Hipotez 6: Süper yok ediciler
Bu
biraz daha korkutucu bir hipotez. Zeki yaşam doğası gereği başkalarını yok
eder. Bakınız biz. Akıllandıkça başka canlılar için bir tehdit haline gelmedik
mi? Her fırsatta onları kolonize edip yok etmeye çalışmadık mı? Aynı şey bizden
daha zeki canlılar için de geçerli. Çok zeki ve süper yok edici bir uygarlık
var ve daha az gelişmiş uygarlıklar şöyle bir kafalarını kendi gezegenlerinden
çıkartıp etrafına bakmaya başlayınca kafaya yumruğunu indiriyor. O yüzden çoğu
uygarlık çoktan yok edildi ve diğerleri de ya yok edilmemek ya da koloni haline
gelmemek için sessiz kalmayı tercih ediyor.
Hipotez 7: Uzak bir çölün kenarında küçük bir kabile
Evren
çoktan çok gelişmiş bir medeniyet tarafından kolonize edildi. Ama dünya evrenin
o kadar uzak, o kadar izbe bir yerinde ki henüz burayı fark edemediler ya da burayı
kolonileştirmeye gerek görmediler. Avrupalılar Amerika kıtasına gelip koloniler
oluşturmaya başladıktan çok sonra onları fark eden yerliler olduğunu biliyoruz.
Güney Amerika’da Amazonlarda medeniyetten tamamen kopuk ve habersiz yaşayan
kabileler hala var. Belki uzayda biz de o kabilelerden biriyiz.
Hipotez 8: İletişimin imkansızlığı
Teknolojik
açıdan gelişmiş ancak kolonileşme amacı gütmeyen uzaylı uygarlıklar var ama
bunlar birbirinden çok uzakta. Evren sürekli olarak genişlediği için de aradaki
mesafe sürekli artıyor. Dolayısıyla karşılıklı iletişim ya hiç kurulamıyor ya
da kurulana kadar, uygarlıkların biri ya da her ikisi birden ortadan kalkıyor.

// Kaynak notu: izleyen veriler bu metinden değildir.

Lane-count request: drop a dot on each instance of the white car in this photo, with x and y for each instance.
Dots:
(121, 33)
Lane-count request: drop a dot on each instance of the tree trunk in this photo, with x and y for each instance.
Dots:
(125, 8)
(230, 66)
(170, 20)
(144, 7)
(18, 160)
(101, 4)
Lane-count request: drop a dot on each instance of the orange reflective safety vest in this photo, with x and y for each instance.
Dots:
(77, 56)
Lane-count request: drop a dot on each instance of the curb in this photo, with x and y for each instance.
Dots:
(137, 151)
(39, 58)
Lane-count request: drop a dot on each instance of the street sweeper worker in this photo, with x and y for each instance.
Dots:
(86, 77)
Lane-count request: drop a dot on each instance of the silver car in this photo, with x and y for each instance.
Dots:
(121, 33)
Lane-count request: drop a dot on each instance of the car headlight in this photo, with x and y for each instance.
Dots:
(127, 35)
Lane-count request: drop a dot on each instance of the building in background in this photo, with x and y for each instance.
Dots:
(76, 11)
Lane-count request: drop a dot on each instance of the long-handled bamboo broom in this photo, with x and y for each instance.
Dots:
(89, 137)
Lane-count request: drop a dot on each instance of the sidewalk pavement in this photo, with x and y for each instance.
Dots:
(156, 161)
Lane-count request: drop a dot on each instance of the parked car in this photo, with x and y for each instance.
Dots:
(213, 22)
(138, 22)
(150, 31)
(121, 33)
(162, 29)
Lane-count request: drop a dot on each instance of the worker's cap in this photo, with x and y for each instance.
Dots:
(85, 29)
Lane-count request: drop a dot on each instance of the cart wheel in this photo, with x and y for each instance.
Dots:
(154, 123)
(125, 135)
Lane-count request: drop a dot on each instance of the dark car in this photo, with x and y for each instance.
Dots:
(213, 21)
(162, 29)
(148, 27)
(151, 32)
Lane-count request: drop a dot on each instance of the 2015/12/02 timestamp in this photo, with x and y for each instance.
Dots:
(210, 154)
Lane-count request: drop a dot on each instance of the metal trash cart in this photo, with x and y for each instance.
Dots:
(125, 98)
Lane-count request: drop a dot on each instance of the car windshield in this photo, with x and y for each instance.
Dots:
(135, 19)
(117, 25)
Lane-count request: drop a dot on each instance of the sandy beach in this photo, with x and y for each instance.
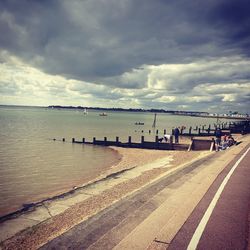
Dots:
(141, 166)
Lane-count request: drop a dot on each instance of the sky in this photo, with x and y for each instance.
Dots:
(164, 54)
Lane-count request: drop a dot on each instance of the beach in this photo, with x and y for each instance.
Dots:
(136, 169)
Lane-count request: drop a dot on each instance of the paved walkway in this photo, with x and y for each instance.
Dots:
(167, 213)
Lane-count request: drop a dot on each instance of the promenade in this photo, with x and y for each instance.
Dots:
(172, 212)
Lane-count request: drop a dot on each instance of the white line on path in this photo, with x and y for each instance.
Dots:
(199, 230)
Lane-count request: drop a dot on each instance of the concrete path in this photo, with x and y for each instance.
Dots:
(166, 213)
(228, 225)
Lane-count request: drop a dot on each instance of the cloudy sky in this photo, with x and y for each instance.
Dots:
(174, 55)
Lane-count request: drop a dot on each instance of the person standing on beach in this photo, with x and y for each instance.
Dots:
(176, 135)
(217, 134)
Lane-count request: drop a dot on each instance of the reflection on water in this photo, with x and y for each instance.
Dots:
(33, 166)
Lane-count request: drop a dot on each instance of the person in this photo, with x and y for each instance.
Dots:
(167, 138)
(217, 134)
(176, 135)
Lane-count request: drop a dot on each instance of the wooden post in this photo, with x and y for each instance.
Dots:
(212, 145)
(171, 140)
(208, 130)
(129, 139)
(142, 139)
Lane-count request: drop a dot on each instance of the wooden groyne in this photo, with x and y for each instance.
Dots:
(156, 144)
(196, 141)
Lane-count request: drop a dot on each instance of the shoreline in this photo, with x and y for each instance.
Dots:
(129, 158)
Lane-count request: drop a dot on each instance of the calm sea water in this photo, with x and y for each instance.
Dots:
(33, 166)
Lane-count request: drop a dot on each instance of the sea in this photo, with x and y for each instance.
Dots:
(36, 164)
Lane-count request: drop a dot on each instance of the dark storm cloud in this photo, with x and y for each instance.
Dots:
(91, 40)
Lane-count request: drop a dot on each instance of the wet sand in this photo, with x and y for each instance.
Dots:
(41, 233)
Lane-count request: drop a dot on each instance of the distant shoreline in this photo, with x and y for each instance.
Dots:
(201, 114)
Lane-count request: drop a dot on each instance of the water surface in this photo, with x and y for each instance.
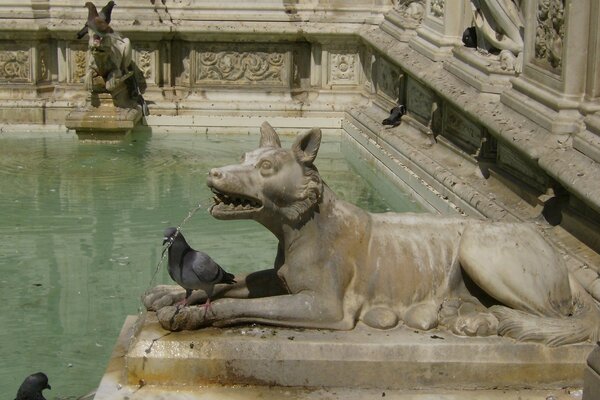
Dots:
(82, 227)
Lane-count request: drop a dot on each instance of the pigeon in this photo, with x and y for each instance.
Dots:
(470, 37)
(95, 22)
(104, 14)
(193, 269)
(32, 386)
(396, 114)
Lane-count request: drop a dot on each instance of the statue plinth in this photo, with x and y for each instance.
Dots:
(102, 118)
(150, 362)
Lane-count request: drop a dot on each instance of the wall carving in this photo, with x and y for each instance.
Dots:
(462, 131)
(343, 67)
(436, 8)
(78, 65)
(387, 80)
(550, 33)
(419, 100)
(144, 61)
(242, 67)
(15, 66)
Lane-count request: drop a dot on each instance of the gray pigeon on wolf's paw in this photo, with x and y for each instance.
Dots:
(32, 386)
(161, 296)
(193, 269)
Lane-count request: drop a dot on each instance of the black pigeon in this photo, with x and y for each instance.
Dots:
(32, 386)
(95, 22)
(470, 37)
(395, 117)
(193, 269)
(104, 14)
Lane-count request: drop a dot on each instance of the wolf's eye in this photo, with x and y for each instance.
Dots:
(265, 164)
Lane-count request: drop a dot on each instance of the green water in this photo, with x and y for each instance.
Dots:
(81, 226)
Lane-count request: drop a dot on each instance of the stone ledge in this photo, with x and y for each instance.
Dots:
(399, 359)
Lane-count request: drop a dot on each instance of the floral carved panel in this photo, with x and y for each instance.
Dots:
(436, 8)
(243, 65)
(15, 66)
(550, 34)
(343, 67)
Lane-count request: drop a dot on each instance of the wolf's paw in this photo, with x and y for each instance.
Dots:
(178, 318)
(475, 324)
(162, 296)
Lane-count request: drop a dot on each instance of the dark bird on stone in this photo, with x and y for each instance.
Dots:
(470, 37)
(32, 386)
(193, 269)
(395, 117)
(95, 22)
(104, 14)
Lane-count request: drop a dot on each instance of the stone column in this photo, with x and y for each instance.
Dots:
(442, 28)
(588, 141)
(553, 82)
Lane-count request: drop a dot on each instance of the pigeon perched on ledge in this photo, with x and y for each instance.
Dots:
(193, 269)
(32, 386)
(395, 117)
(105, 14)
(95, 22)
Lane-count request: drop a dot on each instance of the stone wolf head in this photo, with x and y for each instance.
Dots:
(271, 185)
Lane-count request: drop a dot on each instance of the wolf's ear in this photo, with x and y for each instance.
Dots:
(306, 146)
(268, 136)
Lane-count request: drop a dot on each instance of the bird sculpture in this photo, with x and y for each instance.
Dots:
(32, 386)
(104, 14)
(96, 23)
(395, 117)
(193, 269)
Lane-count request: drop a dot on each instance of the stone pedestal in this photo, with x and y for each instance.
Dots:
(591, 386)
(485, 72)
(442, 28)
(102, 119)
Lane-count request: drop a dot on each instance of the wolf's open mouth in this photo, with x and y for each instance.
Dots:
(234, 202)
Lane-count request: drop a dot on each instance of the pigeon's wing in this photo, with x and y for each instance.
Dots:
(107, 11)
(203, 268)
(82, 32)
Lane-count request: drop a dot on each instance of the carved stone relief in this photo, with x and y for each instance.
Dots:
(411, 9)
(78, 63)
(387, 80)
(227, 65)
(15, 66)
(343, 67)
(516, 165)
(436, 8)
(550, 33)
(419, 99)
(461, 130)
(144, 59)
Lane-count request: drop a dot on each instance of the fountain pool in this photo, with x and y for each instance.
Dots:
(82, 229)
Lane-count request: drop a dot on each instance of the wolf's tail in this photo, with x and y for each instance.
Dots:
(581, 325)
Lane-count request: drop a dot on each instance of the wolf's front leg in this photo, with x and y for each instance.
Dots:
(256, 284)
(306, 310)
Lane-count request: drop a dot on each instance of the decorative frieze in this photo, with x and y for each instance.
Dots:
(419, 100)
(462, 131)
(15, 66)
(343, 67)
(436, 8)
(550, 34)
(230, 65)
(520, 168)
(387, 80)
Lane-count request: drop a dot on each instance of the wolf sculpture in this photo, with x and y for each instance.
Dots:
(338, 264)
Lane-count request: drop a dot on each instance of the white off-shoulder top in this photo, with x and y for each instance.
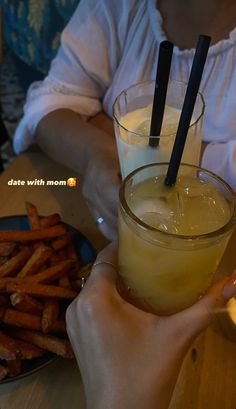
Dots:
(109, 45)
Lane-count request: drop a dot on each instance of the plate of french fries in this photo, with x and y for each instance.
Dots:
(43, 266)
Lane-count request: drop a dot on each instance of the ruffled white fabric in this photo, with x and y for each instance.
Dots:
(109, 45)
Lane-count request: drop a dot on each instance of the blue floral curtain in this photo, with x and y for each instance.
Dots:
(32, 28)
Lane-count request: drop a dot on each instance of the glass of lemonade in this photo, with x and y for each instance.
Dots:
(171, 239)
(132, 112)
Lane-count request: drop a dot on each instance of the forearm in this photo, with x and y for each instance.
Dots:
(67, 139)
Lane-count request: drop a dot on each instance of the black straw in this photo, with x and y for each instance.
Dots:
(188, 107)
(162, 78)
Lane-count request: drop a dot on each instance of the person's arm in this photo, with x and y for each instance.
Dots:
(129, 358)
(90, 151)
(74, 89)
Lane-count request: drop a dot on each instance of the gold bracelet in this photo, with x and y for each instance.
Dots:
(97, 263)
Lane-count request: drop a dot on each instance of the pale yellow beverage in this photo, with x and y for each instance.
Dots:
(132, 112)
(171, 240)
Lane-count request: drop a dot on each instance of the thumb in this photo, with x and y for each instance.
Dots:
(197, 317)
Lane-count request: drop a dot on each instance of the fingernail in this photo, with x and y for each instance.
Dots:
(229, 289)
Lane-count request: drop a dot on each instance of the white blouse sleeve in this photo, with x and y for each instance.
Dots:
(81, 72)
(220, 158)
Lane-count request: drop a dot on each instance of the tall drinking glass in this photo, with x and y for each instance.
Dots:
(171, 240)
(132, 112)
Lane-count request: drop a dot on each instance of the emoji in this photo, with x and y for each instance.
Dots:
(71, 182)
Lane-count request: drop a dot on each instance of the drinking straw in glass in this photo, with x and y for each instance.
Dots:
(188, 106)
(161, 84)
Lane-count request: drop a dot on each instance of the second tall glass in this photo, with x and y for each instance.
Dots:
(132, 112)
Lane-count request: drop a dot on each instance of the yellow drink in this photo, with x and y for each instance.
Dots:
(171, 240)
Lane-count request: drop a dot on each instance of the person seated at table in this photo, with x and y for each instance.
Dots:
(108, 46)
(129, 358)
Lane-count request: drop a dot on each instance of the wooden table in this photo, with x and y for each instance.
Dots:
(208, 375)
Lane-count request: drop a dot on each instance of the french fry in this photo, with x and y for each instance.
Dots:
(6, 249)
(3, 300)
(15, 263)
(41, 290)
(38, 258)
(2, 312)
(49, 343)
(31, 235)
(37, 267)
(25, 303)
(64, 281)
(21, 319)
(3, 372)
(5, 280)
(61, 242)
(52, 273)
(77, 284)
(3, 260)
(71, 253)
(28, 351)
(8, 347)
(14, 367)
(83, 272)
(59, 326)
(33, 216)
(50, 314)
(50, 220)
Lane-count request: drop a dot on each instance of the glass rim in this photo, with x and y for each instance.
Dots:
(182, 237)
(154, 136)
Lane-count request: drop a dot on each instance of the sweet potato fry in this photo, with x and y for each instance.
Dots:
(38, 258)
(15, 263)
(50, 314)
(59, 326)
(27, 350)
(71, 253)
(3, 260)
(64, 281)
(3, 372)
(3, 300)
(52, 273)
(8, 347)
(6, 249)
(25, 303)
(83, 272)
(2, 312)
(77, 284)
(49, 343)
(50, 220)
(14, 367)
(31, 235)
(40, 290)
(5, 280)
(33, 216)
(61, 242)
(21, 319)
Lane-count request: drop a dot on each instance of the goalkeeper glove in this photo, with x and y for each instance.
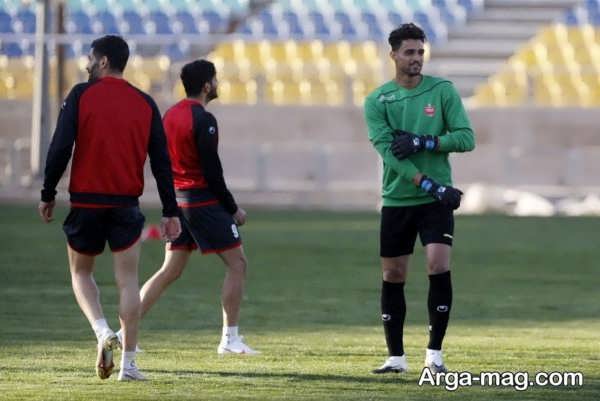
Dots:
(446, 195)
(406, 143)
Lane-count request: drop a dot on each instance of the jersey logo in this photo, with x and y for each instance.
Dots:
(429, 110)
(389, 98)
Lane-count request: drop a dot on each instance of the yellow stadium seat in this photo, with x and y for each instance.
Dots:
(326, 92)
(288, 92)
(237, 92)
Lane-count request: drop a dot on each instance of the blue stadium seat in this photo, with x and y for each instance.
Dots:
(215, 21)
(178, 51)
(373, 27)
(27, 19)
(108, 21)
(346, 24)
(293, 22)
(5, 22)
(135, 24)
(12, 50)
(469, 5)
(319, 23)
(187, 21)
(81, 22)
(396, 19)
(161, 21)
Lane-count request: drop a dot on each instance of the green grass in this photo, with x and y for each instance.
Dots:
(525, 299)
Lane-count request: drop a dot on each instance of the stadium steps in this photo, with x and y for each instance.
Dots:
(489, 38)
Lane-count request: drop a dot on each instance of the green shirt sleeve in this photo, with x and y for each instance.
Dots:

Hipotez 9: Dinlemeyi bilmiyoruz
Belki
de iletişim kurma imkanı vardır ama biz onları dinlemeyi bilmiyoruz. Şunun
şurasında daha 60-70 yıldır antenlerimizi uzaya çevirip dinlemeye başladık.
Belki doğru yöntemi bulursak onları fark edeceğiz.
Hipotez 10: Doğal afetler
Gezegenlerde
zaman zaman meydana gelen çok büyük doğal afetler nedeniyle canlılar sürekli yok
oluyor. Bizim dünyamızda bir zamanlar dinozorların başına gelen şey, komşu
uzaylıların da başına gelmiş olabilir. Hatta bir süre sonra insanlık da bu
şekilde ortadan kalkabilir.
Hipotez 11: Hayvanat bahçesi
Belki
de uzaylıların kurduğu bir hayvanat bahçesidir dünya. Uzaylı ırklar neden
bizimle iletişime geçmeye çalışsınlar ki? Dışarıdan bizi seyredip halimize
gülmek yerine?
Hipotez 12: Çoktan gittiler
Uzaylılar
var ve dünyayı çok eskiden ziyaret ettiler. Geldiklerinde henüz zeka sahibi bir
canlı olmadığı için buradan gittiler ve bir daha da geri gelmediler.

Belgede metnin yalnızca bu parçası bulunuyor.